大野: 東芝は歴史的にも日本における光源のパイオニアで、1980年に世界初の電球形蛍光ランプを開発して以来、常に改良を重ねて新しい価値ある光を追求してきました結果、今回このネオボールZがエコロジーデザイン賞を受賞でき、更にグッドデザイン大賞にもノミネートされ大変に名誉なことであり、社長をはじめ全社で喜んでおります。まさか、このような地味な日用品が大賞候補までなるとは思ってもいませんでしたので大変な騒ぎとなりました。また、われわれ以上に、今回の審査委員の方々を含め一般の方々からも、このエコロジーなネオボールZに対して非常に高い評価をいただいたのに驚きました。メーカーとして日常的にいろいろな開発を手がけていると、逆にその商品性の良さに麻痺してしまって、過小評価してしまう面があるんです。そういう意味で、エコロジーデザインとして環境にやさしいすばらしい商品だということを外部から高く評価していただいたことは新鮮でしたし、この商品の良さを再認識する良い機会となりました。われわれはもっとこのネオボールZに自信を持って、商品をPRして売っていかなければならないと強く感じました。また、Gマークは、単なるハードのデザインだけではなく、その裏にある社会性や環境に対する企業の姿勢そして環境貢献などのソフト面やバックボーンの部分が重要で、これからのGマークの審査に大きく影響するということを再認識させられました。
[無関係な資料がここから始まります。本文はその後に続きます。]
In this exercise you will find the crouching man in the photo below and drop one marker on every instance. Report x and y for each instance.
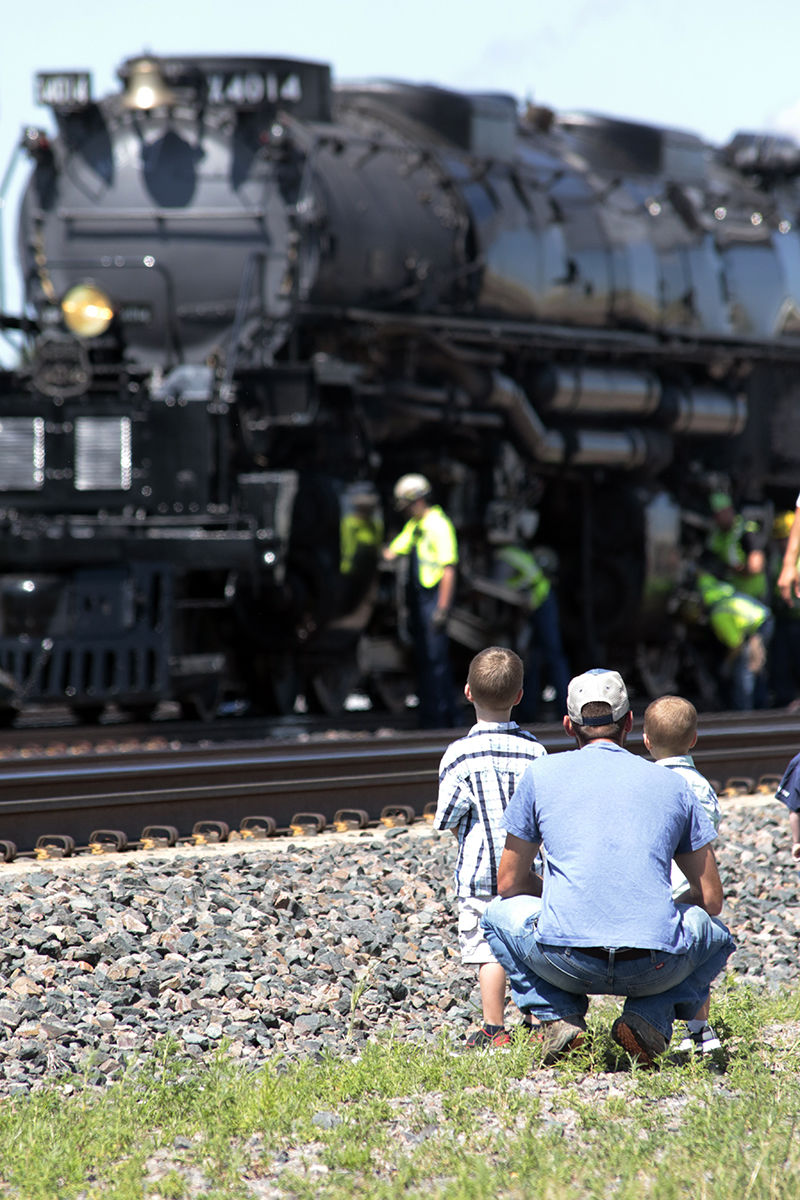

わが社のGマークに対する活動は、デザイン部門が中心となり全社横断的なGマーク委員会という組織を設けて進めています。この活動の目的は「商品性向上運動」として全社の商品企画担当と連動し進めているもので、デザインだけでなく機能や品質、コストなど総合的な商品性の向上を目指した運動の一環として位置付けています。つまり、最初からGマークを目指すのではなく、あくまでも質が高く価値のある新商品開発を目標として、その開発の延長線上としてGマークが取れれば良いとのスタンスで全社的なモノづくりを進めています。

そういう意味でも今回、結果が非常によかったということで、当社管球商品の商品性が総合的に上がってきているという感触を得ました。われわれデザイナーも自信がつきましたし、一緒に開発した商品企画や技術の担当もすごく喜んでくれました。さらに、その中でもランプのような日用品であり成熟商品における差別化機能としてデザインの重要性が社内で再認識されたと思っています。こういう大きい賞を取るとインパクトが強く、波及効果の大きさを改めて実感しました。